Public’s difficulty in following some existing laws lead to habitual violation



The public unintentionally violates some laws as they find difficulty in following them, Lower House MP Aung San Suu Kyi, the chairperson of Rule of Law, Peace and Stability Committee.

The statement was part of Suu Kyi’s reply that the question that was raised by reporters about the Section 18 of the controversial Peaceful Assembly and Procession Law in Nay Pyi Taw on August 30.

Amending some existing laws like that can help rule of law, said, Suu Kyi, adding that MPs from the National League for Democracy, the opposition party, will submit proposals on controversial existing laws to the parliament.

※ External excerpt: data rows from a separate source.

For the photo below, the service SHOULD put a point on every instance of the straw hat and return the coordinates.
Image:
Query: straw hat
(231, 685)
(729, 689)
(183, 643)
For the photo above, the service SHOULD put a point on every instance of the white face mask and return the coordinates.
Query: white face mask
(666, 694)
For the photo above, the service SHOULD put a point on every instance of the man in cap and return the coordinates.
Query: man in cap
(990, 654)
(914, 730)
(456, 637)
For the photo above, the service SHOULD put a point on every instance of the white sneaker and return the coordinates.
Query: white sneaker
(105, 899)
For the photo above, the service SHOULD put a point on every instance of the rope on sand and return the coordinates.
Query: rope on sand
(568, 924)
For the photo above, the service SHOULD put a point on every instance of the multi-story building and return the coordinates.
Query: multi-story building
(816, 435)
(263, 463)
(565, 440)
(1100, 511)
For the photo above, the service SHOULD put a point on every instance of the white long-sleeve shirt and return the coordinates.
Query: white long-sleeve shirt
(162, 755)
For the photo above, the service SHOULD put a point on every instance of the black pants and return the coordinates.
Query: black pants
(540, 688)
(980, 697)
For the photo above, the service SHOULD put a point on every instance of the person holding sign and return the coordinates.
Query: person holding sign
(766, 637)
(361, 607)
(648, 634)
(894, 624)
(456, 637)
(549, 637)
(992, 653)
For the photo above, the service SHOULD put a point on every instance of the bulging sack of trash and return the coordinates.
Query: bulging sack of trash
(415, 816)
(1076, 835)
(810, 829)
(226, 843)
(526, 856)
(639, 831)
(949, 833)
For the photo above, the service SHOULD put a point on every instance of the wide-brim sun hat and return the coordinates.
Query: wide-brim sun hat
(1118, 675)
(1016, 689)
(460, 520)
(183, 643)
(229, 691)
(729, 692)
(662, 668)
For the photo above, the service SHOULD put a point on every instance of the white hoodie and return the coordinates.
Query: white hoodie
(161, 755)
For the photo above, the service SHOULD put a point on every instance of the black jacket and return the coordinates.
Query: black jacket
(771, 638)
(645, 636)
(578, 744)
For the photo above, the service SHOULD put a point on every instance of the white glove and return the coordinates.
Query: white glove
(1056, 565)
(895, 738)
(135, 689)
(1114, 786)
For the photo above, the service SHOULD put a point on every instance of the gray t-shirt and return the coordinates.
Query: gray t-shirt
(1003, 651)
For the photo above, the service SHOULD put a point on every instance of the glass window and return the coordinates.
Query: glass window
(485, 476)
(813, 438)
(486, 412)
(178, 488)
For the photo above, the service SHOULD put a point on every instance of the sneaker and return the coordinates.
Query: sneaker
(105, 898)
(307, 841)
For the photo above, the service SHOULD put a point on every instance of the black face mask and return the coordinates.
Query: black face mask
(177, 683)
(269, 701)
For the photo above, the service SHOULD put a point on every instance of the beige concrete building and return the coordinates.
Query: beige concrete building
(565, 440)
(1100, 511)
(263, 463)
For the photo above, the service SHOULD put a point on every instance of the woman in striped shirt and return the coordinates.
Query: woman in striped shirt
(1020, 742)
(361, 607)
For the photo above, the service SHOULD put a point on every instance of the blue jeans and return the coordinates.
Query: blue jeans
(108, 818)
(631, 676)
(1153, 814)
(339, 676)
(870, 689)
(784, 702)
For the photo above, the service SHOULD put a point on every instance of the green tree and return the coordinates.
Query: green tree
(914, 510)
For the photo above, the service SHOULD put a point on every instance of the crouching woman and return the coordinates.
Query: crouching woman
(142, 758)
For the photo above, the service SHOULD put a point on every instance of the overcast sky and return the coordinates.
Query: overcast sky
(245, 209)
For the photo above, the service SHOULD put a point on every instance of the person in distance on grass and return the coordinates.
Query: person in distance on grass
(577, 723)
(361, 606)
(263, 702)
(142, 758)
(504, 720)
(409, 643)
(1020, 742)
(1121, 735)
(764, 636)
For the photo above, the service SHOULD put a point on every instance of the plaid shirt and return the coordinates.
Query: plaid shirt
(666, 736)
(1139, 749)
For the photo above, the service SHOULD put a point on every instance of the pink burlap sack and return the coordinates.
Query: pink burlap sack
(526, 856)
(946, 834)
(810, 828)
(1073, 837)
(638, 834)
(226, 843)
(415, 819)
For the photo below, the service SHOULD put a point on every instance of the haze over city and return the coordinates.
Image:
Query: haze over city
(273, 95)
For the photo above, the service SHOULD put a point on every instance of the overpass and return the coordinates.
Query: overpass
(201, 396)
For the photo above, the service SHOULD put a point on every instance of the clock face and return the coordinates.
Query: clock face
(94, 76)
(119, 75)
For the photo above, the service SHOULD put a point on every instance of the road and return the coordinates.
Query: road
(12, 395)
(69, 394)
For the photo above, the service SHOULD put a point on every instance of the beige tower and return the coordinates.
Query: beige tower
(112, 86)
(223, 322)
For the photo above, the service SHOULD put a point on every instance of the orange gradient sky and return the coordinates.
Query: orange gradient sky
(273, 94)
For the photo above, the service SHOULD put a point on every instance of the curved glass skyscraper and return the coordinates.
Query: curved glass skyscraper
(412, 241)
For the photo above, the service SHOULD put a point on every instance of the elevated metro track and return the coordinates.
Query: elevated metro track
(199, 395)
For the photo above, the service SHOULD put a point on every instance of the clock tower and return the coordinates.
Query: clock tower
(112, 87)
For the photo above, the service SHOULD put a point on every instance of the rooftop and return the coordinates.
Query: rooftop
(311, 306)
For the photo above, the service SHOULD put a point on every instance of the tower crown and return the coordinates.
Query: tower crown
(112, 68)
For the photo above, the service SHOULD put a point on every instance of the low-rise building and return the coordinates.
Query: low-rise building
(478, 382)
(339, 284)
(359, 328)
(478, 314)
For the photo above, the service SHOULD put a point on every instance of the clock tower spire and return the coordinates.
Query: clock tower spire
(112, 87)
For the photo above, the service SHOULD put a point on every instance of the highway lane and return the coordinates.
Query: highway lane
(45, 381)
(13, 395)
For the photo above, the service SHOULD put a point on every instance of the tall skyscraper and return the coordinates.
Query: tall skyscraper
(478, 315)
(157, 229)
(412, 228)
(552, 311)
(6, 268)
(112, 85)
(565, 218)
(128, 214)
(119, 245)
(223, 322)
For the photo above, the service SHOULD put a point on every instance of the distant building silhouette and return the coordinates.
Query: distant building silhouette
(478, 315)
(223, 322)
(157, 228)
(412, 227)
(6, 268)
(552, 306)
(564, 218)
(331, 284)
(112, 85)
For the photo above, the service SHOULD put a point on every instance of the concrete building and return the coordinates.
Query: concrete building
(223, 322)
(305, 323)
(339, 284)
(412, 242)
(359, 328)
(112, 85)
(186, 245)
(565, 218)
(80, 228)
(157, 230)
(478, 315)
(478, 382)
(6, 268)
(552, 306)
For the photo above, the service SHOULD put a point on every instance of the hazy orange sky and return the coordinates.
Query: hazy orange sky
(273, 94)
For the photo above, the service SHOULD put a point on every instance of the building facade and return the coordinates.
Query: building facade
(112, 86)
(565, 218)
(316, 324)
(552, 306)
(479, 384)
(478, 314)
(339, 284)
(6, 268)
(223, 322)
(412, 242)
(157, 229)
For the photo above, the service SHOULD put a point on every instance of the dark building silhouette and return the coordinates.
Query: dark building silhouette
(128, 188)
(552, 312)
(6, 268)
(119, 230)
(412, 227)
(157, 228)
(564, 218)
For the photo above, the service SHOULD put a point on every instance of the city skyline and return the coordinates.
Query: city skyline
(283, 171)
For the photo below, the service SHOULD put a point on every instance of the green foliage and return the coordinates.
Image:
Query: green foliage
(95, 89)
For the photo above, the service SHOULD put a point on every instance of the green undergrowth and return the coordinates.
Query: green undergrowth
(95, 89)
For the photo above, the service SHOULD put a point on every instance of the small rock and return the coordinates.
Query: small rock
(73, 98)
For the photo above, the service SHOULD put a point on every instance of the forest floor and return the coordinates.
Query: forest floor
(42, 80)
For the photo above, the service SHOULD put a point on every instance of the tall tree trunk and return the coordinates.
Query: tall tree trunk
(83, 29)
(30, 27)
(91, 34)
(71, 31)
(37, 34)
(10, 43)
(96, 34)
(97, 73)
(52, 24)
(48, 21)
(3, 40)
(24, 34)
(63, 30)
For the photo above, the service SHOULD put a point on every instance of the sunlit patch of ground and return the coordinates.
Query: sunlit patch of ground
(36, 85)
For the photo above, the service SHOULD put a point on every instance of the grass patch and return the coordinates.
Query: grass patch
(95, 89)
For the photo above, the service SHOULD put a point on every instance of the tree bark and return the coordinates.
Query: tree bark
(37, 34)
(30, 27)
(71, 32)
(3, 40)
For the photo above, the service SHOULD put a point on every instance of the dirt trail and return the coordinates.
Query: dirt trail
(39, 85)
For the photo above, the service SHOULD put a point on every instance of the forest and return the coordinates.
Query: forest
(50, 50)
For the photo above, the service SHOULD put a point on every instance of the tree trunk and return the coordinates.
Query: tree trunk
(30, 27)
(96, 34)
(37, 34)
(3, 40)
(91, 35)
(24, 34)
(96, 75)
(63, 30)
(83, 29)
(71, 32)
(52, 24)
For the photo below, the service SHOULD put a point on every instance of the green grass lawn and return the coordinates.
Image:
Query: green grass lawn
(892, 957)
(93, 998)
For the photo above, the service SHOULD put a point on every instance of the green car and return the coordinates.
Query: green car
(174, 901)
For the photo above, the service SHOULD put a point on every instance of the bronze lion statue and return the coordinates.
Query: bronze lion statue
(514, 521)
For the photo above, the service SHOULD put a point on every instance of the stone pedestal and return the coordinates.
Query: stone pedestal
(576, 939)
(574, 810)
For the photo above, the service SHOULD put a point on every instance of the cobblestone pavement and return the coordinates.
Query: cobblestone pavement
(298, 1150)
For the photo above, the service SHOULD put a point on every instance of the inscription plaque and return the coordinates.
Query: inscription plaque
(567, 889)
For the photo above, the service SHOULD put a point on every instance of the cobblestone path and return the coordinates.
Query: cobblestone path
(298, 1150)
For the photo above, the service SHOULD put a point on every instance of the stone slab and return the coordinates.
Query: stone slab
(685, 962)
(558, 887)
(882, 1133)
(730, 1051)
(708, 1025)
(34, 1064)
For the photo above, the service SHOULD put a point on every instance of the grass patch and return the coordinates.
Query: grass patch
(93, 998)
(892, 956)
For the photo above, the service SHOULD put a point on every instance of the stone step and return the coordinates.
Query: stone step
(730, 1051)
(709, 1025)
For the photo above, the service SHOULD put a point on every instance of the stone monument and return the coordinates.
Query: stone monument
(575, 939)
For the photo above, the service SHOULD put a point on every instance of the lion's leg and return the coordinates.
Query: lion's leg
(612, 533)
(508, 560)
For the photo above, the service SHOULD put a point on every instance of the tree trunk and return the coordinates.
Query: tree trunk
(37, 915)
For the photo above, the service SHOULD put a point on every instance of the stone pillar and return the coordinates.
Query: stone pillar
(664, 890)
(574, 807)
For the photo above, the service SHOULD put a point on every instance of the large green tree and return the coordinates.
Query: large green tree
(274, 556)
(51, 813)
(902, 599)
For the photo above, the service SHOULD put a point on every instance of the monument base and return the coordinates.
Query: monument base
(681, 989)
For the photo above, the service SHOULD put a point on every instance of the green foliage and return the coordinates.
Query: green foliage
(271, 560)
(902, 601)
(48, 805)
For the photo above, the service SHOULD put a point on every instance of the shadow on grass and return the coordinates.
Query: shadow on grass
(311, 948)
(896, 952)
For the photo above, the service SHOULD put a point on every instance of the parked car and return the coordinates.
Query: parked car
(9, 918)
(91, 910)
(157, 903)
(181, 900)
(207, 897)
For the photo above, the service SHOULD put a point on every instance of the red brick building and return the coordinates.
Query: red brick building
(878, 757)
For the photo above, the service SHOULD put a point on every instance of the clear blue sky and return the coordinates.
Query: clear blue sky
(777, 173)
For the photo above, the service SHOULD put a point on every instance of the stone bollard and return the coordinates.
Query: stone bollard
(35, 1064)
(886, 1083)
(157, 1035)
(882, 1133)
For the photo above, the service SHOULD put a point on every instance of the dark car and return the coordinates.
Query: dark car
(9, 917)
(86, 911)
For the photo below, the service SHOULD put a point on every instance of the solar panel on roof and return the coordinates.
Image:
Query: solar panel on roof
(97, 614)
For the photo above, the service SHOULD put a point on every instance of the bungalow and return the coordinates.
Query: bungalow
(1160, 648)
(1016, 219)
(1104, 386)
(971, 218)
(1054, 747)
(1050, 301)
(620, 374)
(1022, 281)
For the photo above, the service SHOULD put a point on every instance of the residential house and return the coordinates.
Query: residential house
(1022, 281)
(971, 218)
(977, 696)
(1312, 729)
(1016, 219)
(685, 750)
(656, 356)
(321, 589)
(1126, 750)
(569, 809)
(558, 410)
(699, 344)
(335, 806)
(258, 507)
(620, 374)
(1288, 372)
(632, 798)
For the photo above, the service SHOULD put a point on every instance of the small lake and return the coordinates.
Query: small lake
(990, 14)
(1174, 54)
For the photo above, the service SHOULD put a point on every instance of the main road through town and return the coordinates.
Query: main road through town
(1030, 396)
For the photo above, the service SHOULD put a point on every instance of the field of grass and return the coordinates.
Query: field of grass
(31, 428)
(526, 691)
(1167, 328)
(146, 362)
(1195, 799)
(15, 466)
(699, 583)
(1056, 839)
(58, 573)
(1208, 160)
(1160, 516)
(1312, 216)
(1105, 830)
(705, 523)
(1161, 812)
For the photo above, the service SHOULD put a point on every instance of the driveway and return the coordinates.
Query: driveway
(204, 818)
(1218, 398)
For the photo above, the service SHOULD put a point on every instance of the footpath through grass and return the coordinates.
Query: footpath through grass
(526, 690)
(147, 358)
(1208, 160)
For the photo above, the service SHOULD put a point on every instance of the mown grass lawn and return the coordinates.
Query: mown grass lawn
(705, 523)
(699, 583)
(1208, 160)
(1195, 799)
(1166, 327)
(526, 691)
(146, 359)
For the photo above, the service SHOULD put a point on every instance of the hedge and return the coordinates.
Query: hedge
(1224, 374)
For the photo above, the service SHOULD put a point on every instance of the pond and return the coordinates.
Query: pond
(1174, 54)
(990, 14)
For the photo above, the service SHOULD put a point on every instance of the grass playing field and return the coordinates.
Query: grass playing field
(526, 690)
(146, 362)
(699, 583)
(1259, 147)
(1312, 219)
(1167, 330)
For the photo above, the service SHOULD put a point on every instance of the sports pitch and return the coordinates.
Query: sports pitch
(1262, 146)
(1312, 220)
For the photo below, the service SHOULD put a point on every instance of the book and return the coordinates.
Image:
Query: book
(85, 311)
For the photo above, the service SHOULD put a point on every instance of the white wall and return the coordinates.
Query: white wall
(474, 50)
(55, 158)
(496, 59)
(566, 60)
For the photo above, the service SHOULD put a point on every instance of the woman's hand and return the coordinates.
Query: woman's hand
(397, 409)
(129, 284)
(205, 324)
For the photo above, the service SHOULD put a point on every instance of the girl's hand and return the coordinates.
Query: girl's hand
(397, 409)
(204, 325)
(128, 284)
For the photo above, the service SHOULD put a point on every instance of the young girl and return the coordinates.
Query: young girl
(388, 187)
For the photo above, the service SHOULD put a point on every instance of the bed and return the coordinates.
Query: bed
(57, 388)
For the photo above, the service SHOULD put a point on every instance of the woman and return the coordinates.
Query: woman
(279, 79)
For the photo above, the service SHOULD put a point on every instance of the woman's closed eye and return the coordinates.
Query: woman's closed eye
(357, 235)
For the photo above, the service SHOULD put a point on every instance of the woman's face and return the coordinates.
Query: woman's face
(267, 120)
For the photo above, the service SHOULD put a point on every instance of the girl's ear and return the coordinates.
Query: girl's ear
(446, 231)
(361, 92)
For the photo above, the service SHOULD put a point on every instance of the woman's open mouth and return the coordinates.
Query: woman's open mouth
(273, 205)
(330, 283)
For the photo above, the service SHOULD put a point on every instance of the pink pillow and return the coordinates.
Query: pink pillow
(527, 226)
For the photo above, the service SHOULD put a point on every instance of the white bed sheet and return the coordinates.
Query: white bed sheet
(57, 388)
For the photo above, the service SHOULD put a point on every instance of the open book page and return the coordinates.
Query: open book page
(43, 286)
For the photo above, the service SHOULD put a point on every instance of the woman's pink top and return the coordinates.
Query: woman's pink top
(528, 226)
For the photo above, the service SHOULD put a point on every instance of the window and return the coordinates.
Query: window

Many of the protests can be commonly seen in democratic nations. The NLD already accepted that it is required to review the protest law. One of MPs in the party will submit a proposal to the parliament. I thought that the proposal would be on the agenda at the next meeting. As rules and regulations have requirements, protests become unofficial, added Suu Kyi.

There were those being behind the bars under the Section 18 of Peaceful Assembly and Procession Law and therefore, demands said to amend this law. The executive sector is responsible for putting laws enacted by the parliament into effect on the public, said Suu Kyi.

The executive and judicial sectors must mainly perform tasks for prevalence of rule of law. All the entire people need to participate in this process, said Suu Kyi.

There were 16 laws enacted by the Union Assembly parliament at the seventh session of the Union Assembly parliament.